Idempotency is not preventing duplicates.

It’s you saying:

“Even if I see this twice, the user-visible outcome stays correct.”

That’s what reliability looks like in the real world.


Idempotency in Job Queues (At-Least-Once Delivery)

Most queues are at-least-once. If your worker crashes after doing the work but before acking, the message comes back like a sequel.

So jobs that cause side effects need a dedupe story.

A simple pattern: store a “processed” marker

worker/emailWorker.ts
// Pseudocode
const jobId = msg.id // stable message id, or derived id

if (await db.processedJobs.exists(jobId)) {
  return ack()
}

await sendEmail(msg.payload)
await db.processedJobs.insert(jobId)
return ack()

The catch

If you do:

  1. send email
  2. record processed

…and crash in between, you’ll still send twice.

So in serious systems you either:

  • make the side effect idempotent at the provider level (dedupe keys)
  • or use a transactional approach like an outbox

The Outbox Pattern (Idempotency for Events)

The classic failure mode:

  • DB update succeeds
  • event publish fails or times out
  • retry publishes twice
  • downstream runs twice

The outbox pattern fixes this by recording the event in the DB in the same transaction as your state change, then publishing from a relay.

sql
BEGIN;

UPDATE orders SET status = 'PAID' WHERE id = $1;

INSERT INTO outbox_events (id, type, payload)
VALUES ($2, 'OrderPaid', $3);

COMMIT;

Then a relay reads outbox_events and publishes with dedupe on event.id.

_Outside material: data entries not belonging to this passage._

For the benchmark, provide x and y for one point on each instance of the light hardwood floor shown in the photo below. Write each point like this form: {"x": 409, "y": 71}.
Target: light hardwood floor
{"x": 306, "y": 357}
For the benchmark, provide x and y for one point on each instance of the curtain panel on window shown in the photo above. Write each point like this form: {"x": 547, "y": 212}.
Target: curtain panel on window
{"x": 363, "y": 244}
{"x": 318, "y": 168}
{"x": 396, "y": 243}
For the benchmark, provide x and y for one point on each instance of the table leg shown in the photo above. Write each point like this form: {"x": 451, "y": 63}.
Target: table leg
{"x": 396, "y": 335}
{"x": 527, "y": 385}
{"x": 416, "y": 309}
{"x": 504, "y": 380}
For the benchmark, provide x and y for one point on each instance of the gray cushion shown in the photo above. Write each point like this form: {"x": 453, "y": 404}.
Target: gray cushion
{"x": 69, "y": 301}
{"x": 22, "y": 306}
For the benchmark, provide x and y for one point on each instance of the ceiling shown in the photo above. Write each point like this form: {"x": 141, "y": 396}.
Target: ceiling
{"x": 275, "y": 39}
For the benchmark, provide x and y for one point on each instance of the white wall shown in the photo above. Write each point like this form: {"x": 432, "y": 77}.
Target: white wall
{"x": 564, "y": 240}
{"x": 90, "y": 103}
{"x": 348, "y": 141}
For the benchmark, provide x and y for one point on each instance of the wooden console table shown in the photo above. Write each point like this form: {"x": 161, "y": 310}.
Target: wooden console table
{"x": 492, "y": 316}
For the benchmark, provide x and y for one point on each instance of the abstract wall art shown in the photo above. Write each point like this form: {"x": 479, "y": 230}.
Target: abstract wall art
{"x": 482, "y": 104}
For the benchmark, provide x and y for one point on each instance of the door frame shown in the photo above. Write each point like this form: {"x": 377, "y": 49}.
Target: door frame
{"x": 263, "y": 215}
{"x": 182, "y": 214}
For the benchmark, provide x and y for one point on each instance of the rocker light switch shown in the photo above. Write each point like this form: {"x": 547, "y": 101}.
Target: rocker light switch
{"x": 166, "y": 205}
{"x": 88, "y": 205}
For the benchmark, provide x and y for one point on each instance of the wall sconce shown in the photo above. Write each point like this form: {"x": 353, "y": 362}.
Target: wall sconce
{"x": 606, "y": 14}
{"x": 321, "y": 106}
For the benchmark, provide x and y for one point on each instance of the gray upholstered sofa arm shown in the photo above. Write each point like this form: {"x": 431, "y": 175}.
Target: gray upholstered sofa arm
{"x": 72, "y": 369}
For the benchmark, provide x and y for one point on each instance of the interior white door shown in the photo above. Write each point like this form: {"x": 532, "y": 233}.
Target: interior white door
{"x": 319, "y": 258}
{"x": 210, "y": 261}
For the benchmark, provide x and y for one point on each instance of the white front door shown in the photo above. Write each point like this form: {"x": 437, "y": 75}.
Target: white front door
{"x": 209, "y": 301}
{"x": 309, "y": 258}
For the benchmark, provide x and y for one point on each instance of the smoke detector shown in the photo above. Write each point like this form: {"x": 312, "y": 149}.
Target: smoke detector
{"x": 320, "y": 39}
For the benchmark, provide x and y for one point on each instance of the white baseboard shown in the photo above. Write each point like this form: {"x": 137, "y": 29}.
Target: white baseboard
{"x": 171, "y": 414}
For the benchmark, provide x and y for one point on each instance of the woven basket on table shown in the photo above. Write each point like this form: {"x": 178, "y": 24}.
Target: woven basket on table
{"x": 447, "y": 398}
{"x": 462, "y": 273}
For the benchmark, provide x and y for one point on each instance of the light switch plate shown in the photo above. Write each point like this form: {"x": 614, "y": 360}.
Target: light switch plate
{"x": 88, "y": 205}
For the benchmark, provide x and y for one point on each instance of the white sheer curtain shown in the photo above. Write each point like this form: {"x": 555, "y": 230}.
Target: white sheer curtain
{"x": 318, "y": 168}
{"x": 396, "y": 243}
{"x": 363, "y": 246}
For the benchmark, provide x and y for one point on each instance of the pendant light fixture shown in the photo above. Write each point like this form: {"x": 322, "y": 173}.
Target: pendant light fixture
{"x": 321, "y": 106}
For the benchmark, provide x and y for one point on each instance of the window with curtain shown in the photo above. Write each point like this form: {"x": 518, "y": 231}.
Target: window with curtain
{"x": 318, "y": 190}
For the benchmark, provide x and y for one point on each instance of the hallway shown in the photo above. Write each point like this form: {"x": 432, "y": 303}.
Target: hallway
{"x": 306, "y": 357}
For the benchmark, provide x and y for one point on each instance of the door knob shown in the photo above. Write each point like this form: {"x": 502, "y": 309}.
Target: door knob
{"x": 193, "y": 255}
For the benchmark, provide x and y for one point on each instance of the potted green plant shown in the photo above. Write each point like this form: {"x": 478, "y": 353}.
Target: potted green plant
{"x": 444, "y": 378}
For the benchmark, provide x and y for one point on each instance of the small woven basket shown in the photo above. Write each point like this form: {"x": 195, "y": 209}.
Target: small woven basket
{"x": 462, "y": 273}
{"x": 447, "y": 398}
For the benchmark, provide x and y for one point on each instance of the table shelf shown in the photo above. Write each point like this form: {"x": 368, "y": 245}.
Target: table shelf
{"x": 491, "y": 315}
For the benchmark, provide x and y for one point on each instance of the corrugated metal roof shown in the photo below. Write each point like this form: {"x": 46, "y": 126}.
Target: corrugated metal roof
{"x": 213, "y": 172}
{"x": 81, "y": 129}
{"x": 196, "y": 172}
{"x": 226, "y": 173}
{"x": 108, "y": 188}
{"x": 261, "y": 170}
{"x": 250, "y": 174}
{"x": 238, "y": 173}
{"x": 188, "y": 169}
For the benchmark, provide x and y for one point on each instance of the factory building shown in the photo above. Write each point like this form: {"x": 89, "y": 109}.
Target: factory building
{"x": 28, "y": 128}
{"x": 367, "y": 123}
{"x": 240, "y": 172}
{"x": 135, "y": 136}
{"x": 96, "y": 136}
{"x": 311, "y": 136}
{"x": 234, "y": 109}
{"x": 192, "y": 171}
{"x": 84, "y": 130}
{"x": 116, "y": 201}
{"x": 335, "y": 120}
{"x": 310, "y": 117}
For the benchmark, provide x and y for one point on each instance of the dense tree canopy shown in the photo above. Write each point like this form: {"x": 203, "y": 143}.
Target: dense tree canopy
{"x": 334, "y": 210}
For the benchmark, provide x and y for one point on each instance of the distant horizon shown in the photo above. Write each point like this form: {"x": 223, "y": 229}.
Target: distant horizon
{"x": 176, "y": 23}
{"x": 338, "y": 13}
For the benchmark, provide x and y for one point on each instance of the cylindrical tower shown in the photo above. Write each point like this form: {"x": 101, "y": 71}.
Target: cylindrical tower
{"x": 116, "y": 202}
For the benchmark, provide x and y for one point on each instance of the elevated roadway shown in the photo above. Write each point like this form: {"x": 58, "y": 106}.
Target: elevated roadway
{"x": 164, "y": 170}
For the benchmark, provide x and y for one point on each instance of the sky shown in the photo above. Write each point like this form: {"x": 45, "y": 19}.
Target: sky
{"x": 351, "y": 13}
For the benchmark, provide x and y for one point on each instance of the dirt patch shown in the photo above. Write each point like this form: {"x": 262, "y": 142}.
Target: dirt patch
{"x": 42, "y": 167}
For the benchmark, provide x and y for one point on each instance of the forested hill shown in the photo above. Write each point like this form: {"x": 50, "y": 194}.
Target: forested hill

This is one of those patterns that feels “extra”… right up until the first incident.


The Rules I Actually Follow

  1. Every side-effecting endpoint gets an idempotency story

    • payments, signups, provisioning, webhooks, email
  2. Prefer natural idempotency when you can

    • PUT/PATCH that sets state beats ambiguous POST
  3. Scope idempotency keys

    • typically (userId, key) or (accountId, key)
  4. Reject key reuse with different payloads

    • store a request_hash
  5. Return the exact previous response

    • same status + body (this makes retries invisible)
  6. Expire keys intentionally

    • keep for 24h/7d depending on your domain
  7. Handle IN_PROGRESS

    • racing requests should not both run the side effect

Why This Is Actually a Product Feature

Idempotency isn’t just backend hygiene. It’s UX.

When retries are safe:

  • users can mash buttons without fear
  • mobile apps recover cleanly from spotty networks
  • you can add aggressive client retries to improve perceived performance

It buys reliability and trust.


Closing: Put the Seatbelt On Before the Crash

Incidents rarely happen because your code ran once.

They happen because it ran twice.

Design for duplicates. Make retries boring. Ship with a seatbelt.